Created 10-29-2015 01:12 AM
In the current production environment we have 20 data nodes. We are using Sqoop to import data from Netezza into Hadoop. We opened firewall between the Netezza server and the 20 data nodes for Sqoop to work.
We are planning to add 40 new data nodes. For Sqoop functionality not to break, we need to open new firewall rules for all the new nodes. We are also getting requests to import data from other databases such as Teradata and Oracle into Hadoop. As we have firewalls in place, it is hard to maintain firewall rules between the databases and individual data nodes. Are there any alternative solutions to this problem, for example using a gateway node.
Created 10-29-2015 01:39 AM
I've never tried this approach, think of it as a science experiment.
Set up a node label, label the 20 existing hosts and create a queue that defaults to that node label, submit Sqoop jobs to that queue alone.
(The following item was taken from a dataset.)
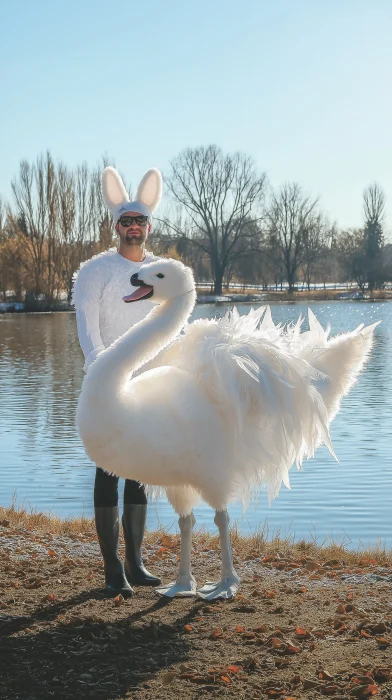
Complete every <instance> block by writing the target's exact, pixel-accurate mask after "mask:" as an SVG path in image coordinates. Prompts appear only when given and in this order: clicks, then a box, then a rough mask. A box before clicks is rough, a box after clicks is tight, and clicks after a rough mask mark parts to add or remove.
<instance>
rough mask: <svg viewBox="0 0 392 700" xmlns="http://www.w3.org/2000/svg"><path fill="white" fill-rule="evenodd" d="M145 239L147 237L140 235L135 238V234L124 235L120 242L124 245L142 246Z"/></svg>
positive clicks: (146, 237) (144, 241)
Your Sqoop jobs will only run on the existing 20 nodes.
You could also go narrower and only have 1 host do the imports. Be careful because HDFS usage on that node will become much higher if you don't balance.
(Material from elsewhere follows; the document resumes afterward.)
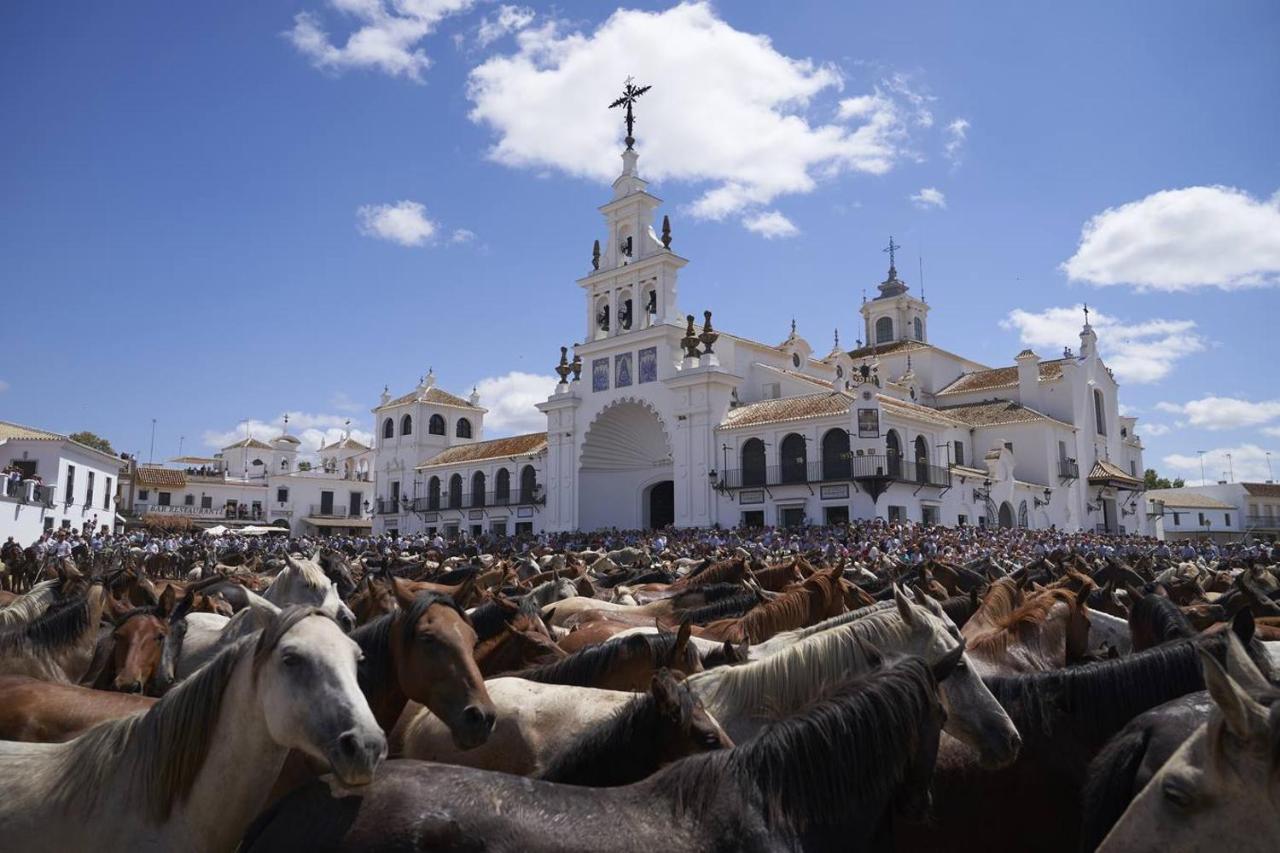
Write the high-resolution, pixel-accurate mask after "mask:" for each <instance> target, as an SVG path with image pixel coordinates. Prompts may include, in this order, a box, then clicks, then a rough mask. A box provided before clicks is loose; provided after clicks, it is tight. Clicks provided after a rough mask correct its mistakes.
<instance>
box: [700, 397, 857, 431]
mask: <svg viewBox="0 0 1280 853" xmlns="http://www.w3.org/2000/svg"><path fill="white" fill-rule="evenodd" d="M851 403H852V397H850V396H849V394H846V393H844V392H840V391H828V392H826V393H820V394H800V396H796V397H780V398H778V400H762V401H759V402H754V403H746V405H745V406H739V407H737V409H731V410H730V411H728V414H727V415H726V416H724V420H722V421H721V424H719V425H721V429H736V428H739V427H758V425H760V424H777V423H783V421H788V420H805V419H809V418H828V416H831V415H847V414H849V406H850V405H851Z"/></svg>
Created 10-29-2015 01:39 AM
I've never tried this approach, think of it as a science experiment.
Set up a node label, label the 20 existing hosts and create a queue that defaults to that node label, submit Sqoop jobs to that queue alone. Your Sqoop jobs will only run on the existing 20 nodes.
You could also go narrower and only have 1 host do the imports. Be careful because HDFS usage on that node will become much higher if you don't balance.
Created 12-09-2015 03:00 PM
In order to simplify the firewall rules i would create one edge host to use as a gateway using ssh-tunnels, iptables or another network type software package to forward the requests using that hosts ip only. You can also approach your network team and get a NAT assigned to your hosts so they all appear to be the same IP when making outgoing requests.